May 19, 2011 - The Oregonian - Upper Deschutes River could ease into protections for threatened stee
May 24, 2011
Upper Deschutes River could ease into protections for threatened steelhead
Published: Thursday, May 19, 2011, 6:09 PM
By Special to The Oregonian
Threatened steelhead are being reintroduced to the upper Deschutes River, but the protections for the at-risk fish are being delayed so cities, counties, irrigators and landowners can have time to adjust.
For the first time the National Marine Fisheries Service is proposing to designate the run of federally protected steelhead in the upper Deschutes as "experimental" to avoid repercussions if the fish get harmed during the course of daily operations.
The proposed designation, announced late Wednesday, would last 12 years and is designed to give water users time to devise plans to improve habitat and operations in parts of Deschutes, Jefferson and Crook counties.
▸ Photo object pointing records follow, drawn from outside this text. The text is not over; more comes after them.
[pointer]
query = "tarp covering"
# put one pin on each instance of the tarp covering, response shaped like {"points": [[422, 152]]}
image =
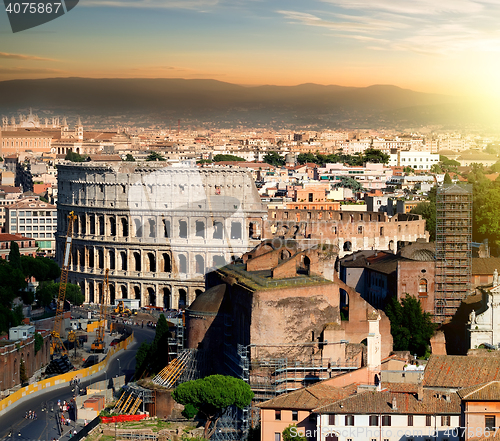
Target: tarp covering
{"points": [[122, 418]]}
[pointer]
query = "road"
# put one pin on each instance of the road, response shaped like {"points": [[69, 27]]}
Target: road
{"points": [[45, 427]]}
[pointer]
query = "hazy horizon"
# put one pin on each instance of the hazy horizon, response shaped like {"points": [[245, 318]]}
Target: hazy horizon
{"points": [[449, 47]]}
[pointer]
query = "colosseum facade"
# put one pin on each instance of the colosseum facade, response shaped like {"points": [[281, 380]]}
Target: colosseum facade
{"points": [[158, 229]]}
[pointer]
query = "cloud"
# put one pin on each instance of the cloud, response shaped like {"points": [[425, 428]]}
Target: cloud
{"points": [[153, 4], [419, 7], [348, 23], [27, 70], [23, 57]]}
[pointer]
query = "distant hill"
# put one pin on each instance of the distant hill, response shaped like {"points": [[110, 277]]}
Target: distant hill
{"points": [[213, 100]]}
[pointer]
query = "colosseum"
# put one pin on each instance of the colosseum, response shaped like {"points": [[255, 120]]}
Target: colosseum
{"points": [[158, 229]]}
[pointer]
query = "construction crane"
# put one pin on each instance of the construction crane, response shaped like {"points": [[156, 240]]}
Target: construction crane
{"points": [[57, 344], [98, 344]]}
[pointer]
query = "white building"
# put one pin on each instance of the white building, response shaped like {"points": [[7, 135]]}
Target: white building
{"points": [[416, 160], [484, 324], [33, 218]]}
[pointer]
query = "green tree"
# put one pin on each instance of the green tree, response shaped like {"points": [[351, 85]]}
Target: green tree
{"points": [[38, 341], [376, 156], [22, 372], [15, 255], [221, 158], [411, 328], [274, 158], [348, 182], [302, 158], [487, 216], [213, 395], [74, 157], [292, 433], [155, 156], [141, 360], [47, 291]]}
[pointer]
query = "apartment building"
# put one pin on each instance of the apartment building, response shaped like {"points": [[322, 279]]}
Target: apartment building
{"points": [[35, 219]]}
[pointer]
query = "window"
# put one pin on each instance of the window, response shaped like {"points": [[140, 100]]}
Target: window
{"points": [[489, 422]]}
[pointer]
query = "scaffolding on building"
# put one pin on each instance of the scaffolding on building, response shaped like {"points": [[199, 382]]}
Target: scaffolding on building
{"points": [[132, 398], [270, 377], [453, 249]]}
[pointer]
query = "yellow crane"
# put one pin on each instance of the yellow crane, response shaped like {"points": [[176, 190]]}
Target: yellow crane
{"points": [[57, 344], [98, 344]]}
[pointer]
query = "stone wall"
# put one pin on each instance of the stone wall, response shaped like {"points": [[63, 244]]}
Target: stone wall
{"points": [[158, 229]]}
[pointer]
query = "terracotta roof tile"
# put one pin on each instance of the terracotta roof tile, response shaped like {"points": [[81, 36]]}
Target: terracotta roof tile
{"points": [[484, 392], [309, 397], [457, 371], [406, 403]]}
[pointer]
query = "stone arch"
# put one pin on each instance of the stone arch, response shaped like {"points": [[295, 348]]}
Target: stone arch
{"points": [[152, 227], [167, 264], [200, 228], [112, 295], [183, 229], [137, 292], [183, 269], [138, 227], [285, 254], [111, 256], [92, 224], [151, 262], [123, 260], [422, 287], [344, 304], [124, 226], [200, 264], [236, 230], [100, 258], [101, 226], [151, 296], [182, 298], [112, 226], [167, 298], [218, 230], [137, 261]]}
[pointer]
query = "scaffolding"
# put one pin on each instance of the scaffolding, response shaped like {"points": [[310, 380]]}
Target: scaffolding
{"points": [[453, 249], [132, 397]]}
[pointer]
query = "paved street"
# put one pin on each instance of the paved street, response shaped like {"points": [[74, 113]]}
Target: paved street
{"points": [[45, 426]]}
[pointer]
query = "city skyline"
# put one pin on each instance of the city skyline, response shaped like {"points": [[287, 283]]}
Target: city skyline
{"points": [[448, 47]]}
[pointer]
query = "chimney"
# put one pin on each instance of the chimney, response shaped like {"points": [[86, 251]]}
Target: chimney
{"points": [[420, 391]]}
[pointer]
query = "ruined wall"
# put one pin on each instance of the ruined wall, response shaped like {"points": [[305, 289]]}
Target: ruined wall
{"points": [[11, 353], [348, 231]]}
Some of those projects are already under way.
"This proposal reflects what people were asking for," said Tod Heisler, executive director of the Deschutes River Conservancy in Bend. "It keeps peace in the valley while we get the long-term solution in place."
The mid-Columbia River species of steelhead that returns to the lower Deschutes River was listed by the federal government as threatened in 1999, triggering myriad protections and restrictions. Part of the federal government's plan to operate Columbia and Snake River dams is to restore three steelhead populations in the Deschutes basin.
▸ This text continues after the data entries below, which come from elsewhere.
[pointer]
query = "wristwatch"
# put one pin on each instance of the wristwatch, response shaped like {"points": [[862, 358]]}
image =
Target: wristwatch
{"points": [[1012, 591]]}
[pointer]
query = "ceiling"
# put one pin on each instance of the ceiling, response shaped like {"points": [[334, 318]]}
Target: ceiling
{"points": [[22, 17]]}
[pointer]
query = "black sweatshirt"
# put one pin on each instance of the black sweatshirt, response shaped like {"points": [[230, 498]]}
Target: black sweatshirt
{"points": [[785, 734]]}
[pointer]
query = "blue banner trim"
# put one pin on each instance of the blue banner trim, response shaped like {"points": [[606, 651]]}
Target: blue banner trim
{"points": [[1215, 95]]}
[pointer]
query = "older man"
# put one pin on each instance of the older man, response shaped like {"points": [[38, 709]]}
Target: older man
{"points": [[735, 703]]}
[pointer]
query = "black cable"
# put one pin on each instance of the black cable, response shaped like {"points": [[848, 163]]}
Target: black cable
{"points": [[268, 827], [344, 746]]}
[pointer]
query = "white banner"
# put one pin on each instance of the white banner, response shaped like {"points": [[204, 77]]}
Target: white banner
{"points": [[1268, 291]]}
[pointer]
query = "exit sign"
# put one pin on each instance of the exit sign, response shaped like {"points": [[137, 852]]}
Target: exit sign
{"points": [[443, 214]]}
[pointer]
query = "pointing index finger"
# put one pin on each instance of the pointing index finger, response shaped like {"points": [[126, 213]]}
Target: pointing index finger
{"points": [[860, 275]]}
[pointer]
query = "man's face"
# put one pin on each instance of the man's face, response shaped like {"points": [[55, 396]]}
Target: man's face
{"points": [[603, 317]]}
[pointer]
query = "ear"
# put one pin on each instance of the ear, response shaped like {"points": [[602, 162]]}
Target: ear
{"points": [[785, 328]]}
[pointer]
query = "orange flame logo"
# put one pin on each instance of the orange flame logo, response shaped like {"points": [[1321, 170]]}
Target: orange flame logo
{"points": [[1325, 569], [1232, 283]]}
In 2005, Portland General Electric and the Confederated Tribes of the Warm Springs, agreed to reintroduce steelhead from their hatchery at Round Butte Dam into the upper Deschutes basin as part of the dam's relicensing agreement. A year later a court decision allowed NMFS to add the Round Butte hatchery steelhead to its threatened list.
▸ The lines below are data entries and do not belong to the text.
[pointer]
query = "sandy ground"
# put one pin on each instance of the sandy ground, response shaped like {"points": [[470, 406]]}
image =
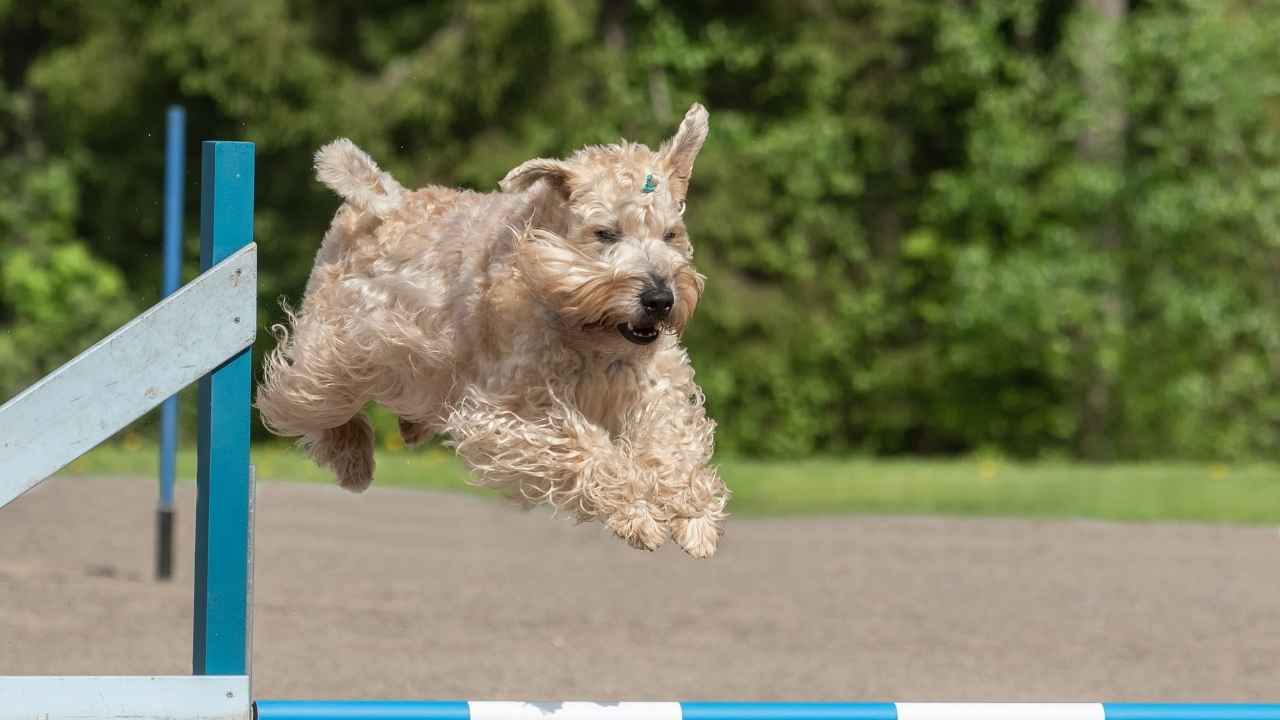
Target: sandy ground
{"points": [[402, 593]]}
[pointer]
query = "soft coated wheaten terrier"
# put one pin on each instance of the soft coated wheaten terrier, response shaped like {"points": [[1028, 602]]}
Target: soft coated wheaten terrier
{"points": [[536, 327]]}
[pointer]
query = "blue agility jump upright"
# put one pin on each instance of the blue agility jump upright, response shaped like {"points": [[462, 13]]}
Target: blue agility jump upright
{"points": [[204, 332]]}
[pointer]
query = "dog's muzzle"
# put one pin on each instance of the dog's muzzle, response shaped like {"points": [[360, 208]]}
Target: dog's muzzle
{"points": [[656, 302], [639, 333]]}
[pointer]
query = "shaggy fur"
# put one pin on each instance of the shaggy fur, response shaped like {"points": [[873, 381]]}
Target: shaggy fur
{"points": [[536, 327]]}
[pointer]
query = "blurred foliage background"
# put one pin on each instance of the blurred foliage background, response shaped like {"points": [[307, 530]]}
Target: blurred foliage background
{"points": [[1046, 228]]}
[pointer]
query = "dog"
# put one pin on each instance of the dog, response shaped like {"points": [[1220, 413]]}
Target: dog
{"points": [[536, 327]]}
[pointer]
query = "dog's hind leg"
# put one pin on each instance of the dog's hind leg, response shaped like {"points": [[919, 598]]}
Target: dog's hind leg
{"points": [[311, 391], [347, 450]]}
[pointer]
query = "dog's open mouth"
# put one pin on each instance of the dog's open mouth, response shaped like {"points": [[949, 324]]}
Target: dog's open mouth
{"points": [[639, 335]]}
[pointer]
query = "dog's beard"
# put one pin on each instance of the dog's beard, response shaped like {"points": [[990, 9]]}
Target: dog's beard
{"points": [[590, 295]]}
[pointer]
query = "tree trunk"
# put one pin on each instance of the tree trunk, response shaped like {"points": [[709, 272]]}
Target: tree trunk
{"points": [[1102, 142]]}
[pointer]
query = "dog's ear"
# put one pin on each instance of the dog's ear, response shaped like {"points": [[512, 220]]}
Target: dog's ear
{"points": [[520, 178], [679, 153]]}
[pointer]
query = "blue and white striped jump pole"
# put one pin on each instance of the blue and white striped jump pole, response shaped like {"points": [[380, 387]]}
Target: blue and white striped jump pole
{"points": [[176, 122], [452, 710]]}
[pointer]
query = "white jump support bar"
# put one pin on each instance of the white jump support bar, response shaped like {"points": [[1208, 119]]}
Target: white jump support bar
{"points": [[187, 697], [126, 374]]}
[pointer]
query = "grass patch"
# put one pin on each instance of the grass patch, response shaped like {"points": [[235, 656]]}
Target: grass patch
{"points": [[1150, 491]]}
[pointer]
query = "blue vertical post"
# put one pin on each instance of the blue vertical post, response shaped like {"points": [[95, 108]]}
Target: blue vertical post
{"points": [[176, 123], [223, 488]]}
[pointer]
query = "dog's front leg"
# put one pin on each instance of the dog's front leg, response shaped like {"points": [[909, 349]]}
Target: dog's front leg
{"points": [[553, 454], [673, 437]]}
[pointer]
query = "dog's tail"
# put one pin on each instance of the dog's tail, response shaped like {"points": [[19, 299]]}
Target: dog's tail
{"points": [[353, 174]]}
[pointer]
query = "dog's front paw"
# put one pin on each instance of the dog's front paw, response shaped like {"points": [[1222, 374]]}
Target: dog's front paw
{"points": [[698, 536], [636, 525]]}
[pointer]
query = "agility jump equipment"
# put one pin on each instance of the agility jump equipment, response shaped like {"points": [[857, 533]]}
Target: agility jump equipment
{"points": [[204, 332]]}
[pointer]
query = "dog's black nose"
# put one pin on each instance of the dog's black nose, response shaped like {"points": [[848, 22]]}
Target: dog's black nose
{"points": [[657, 301]]}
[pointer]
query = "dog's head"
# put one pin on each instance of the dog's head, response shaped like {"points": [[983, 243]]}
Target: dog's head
{"points": [[609, 254]]}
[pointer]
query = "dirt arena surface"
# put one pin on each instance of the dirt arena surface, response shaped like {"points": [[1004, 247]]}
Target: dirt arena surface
{"points": [[401, 593]]}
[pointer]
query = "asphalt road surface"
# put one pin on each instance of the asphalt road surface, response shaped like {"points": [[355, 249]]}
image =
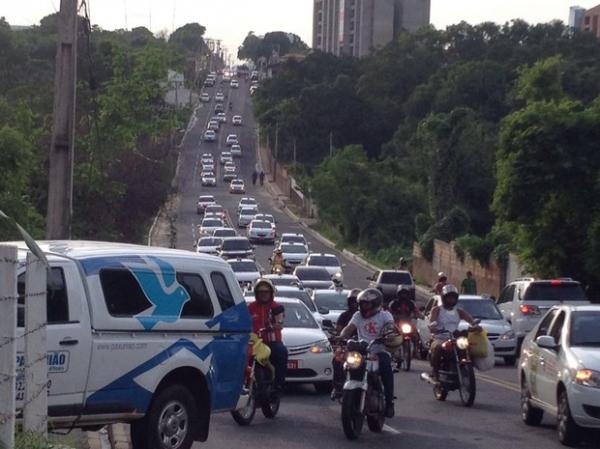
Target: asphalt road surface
{"points": [[306, 419]]}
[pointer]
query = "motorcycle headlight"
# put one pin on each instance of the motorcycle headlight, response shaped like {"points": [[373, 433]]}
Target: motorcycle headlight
{"points": [[588, 378], [321, 346], [353, 359], [462, 343], [510, 335]]}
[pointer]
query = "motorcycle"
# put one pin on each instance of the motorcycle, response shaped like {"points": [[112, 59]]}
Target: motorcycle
{"points": [[258, 385], [363, 394], [456, 369]]}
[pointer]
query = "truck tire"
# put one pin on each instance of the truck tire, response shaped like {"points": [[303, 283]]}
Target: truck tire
{"points": [[168, 421]]}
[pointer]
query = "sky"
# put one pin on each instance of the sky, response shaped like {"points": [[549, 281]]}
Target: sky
{"points": [[231, 20]]}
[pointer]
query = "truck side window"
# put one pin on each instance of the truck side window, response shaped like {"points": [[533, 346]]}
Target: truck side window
{"points": [[57, 302], [199, 305], [223, 293]]}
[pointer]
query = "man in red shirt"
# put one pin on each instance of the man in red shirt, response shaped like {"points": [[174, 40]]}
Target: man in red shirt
{"points": [[267, 322]]}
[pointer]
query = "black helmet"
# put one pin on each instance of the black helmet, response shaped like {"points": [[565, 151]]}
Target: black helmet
{"points": [[369, 302]]}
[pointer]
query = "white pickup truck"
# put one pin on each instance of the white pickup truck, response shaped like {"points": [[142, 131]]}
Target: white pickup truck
{"points": [[150, 336]]}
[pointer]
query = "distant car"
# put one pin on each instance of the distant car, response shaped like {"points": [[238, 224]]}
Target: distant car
{"points": [[559, 371], [245, 270], [234, 247], [208, 245], [226, 156], [203, 201], [224, 232], [388, 281], [231, 140], [290, 237], [236, 150], [334, 300], [246, 215], [328, 261], [499, 331], [208, 179], [247, 201], [216, 209], [260, 231], [293, 254], [237, 186], [210, 135], [313, 277], [208, 225]]}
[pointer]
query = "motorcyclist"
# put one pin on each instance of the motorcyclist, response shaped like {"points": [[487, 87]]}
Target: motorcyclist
{"points": [[442, 281], [338, 362], [370, 323], [267, 322], [445, 319]]}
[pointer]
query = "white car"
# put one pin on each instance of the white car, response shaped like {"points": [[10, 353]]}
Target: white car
{"points": [[328, 261], [246, 215], [225, 156], [208, 179], [208, 245], [309, 351], [559, 371], [247, 201], [231, 140], [210, 135], [208, 225], [203, 201], [245, 270], [236, 150], [260, 231]]}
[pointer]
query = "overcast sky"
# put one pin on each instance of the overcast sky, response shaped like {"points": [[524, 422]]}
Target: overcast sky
{"points": [[231, 20]]}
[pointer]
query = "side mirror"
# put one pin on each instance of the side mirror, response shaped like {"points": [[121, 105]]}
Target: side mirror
{"points": [[547, 342]]}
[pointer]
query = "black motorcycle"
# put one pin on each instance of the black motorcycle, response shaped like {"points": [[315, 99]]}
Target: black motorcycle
{"points": [[456, 370], [363, 394]]}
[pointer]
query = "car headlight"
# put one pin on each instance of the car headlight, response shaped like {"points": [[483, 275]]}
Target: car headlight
{"points": [[353, 359], [510, 335], [462, 343], [321, 346], [588, 378]]}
It wasn't until March 2007 that irrigators and the city of Prineville realized the impact of federally protected steelhead returning to miles of streams in the upper basin. Irrigators had a decision to make -- should they fight the reintroduction or help make it work, said David Filippi, an attorney for the group.
Representatives of seven irrigation districts, the city of Prineville and PGE went to NMFS' regional office in Seattle a month later to see if there was a way to reintroduce the fish but let water users continue operational improvements and allow time to develop a habitat improvement plan. Designating hatchery steelhead in the upper Deschutes as "experimental" would allow that, but NMFS had not used the designation before.
A listing of the fish as threatened would have set up more legal requirements, more bureaucratic hurdles while slowing projects already under way and chasing away money to do future ones, said Heisler.
"It keeps everybody working together," he said.
On Wednesday, the agency proposed the designation and asked for public comment.
Under the proposal, after 12 years -- enough time for three generations of steelhead to return -- the steelhead in the upper Deschutes basin would join NFMS' threatened list.
Local governments, irrigators, landowners and state and federal agencies have already formed groups to plan, start and make improvements. Irrigators have taken out loans to put open canals underground, PGE has a $21.5 million central Oregon habitat fund, and the state of Oregon has supplied watershed councils $9 million.
"There haven't been the conflicts between users and other groups here," Filippi said. "This is a model to show the rest of the West that you can reintroduce fish and lessen the impact on communities."